Presented from Issue 91

Autumn is such a wonderful time of the year. Cool nights, mostly sunny days and light winds. As I write this I am looking out over Great Lake – there is a slight ripple and some superb slicks gliding about here and there. I will go and look more closely at them after lunch. Hatches of jassids and ants are on the trout’s menu and both of these small insects end up in the slicks that form with the morning breeze.

The trout often go crazy on them.

There are hundreds of ant species in Australia from small to large, brown and black, but none of these variations seem to matter to the trout. The trout love them all.

The pattern I have shown you here is used chasing these trout in slicks. Fishing it requires some stealth and I recommend you never drive into a slick, but sit off to the side in the slight ripple and take a long hard look for any working fish. Have a firm plan on how you will approach the task, move quietly and be assured for best result you need an electric bow mount or transom motor.

Foam Ant
Hook: Size 14 light shank
Thread: Black
Abdomen: Black or brown foam
Mid body hackle: Black or brown cock hackle
Mid body: Seals fur
Head: Foam to match ant being represented

Method
1. Take thread along shank and halfway around the bend. Put a drop of varnish at this point.
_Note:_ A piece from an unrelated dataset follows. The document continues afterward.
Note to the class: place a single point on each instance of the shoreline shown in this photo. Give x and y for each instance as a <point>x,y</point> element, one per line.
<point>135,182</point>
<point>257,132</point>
This will stop the thread slipping.
2. Cut a small slip of foam and form a point on one end. Tie the foam by the point and bring thread forward two thirds of the way back along the shank. Now form an abdomen with foam which is normally nice and fat. Finish this at the thread and tie down.
3. Tie in hackle.
4. With a small amount of seals fur dub on a waist. Don’t take this too far forward. Now make four tight turns of hackle, tie down and cut off excess.
5. Cut a fine strand of foam, and tie it in in front of hackle. Make two turns to form head, tie down and cut away excess.
6. Whip finish, cut thread away and varnish.
7. Turn the fly so you are looking at the underside and cut the hackle off level with the bottom of the body. This will make the fly sit low in the water – and just how the trout like them.